I cut through 138th Street, a block much like my own with old brownstones, small front
gardens, and bare-limbed trees lining the curb. The street was deserted now because of the
rain.
Midway into the block, I saw Ruffin's ears perk up. Then I heard the commotion. A car had
halted several yards away and a struggle was taking place near the car's rear door. The
cries, high-pitched and frightened, moved through the driving rain.
"Lemme go! Naw! Lemme...go!"
Instinct, a dangerous and sometimes necessary thing, took hold, and before I knew it, I
was running forward, forgetting I was no longer on the force, no longer carrying a weapon,
and had only Ruffin trotting beside me.
Through the downpour, the cries came at me. Desperate. This was not the crying of a
stubborn child, but a terrified one.
Habit got the better hand and I opened my mouth.
"Police! Don't move!" My voice seemed to float somewhere outside of me. I hadn't
shouted those words in two years, but to hell with that now. I yelled again and unclipped
Ruffin's leash from his collar, tapped him on his side, and yelled once more.
"Get 'im, Ruffin!" hoping that whoever was trying to harm that kid would
appreciate the size of a Great Dane and have sense enough to get away from the scene while
he still had legs.
Ruffin's bark should have been enough. He looked like a young colt as he leaped away,
covering the distance to the car in less than a second.
I heard a muffled shout and a light pinging sound. A hand shoved the child away from the
car and the door slammed shut. The automobile, a black, late-model Cadillac, accelerated
and turned screeching onto Seventh Avenue.
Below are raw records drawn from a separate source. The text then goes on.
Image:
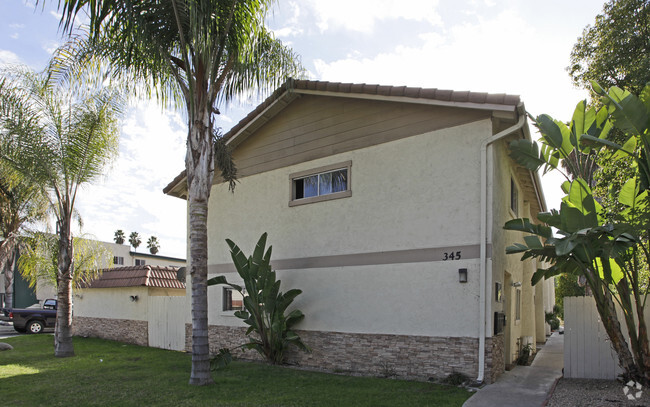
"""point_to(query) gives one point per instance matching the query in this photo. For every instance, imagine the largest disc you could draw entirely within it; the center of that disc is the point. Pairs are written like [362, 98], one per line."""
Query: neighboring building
[133, 304]
[122, 255]
[386, 206]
I caught sight of "HO" on the plate before it disappeared in the rain.
The child, ten or eleven years old, sat sprawled on the curb in a daze, his hand bleeding
and his jeans and jacket rain-soaked. Ruffin paced the ground beside him, quiet now, then
trotted over to the middle of the street where a man lay, motionless.
I knelt beside the man, took a closer look, and pressed my hands to my mouth. My friend
Erskin Harding, the tour director of the Uptown Children's Chorus, lay in the rain-soaked
street, his eyes wide, seeing nothing.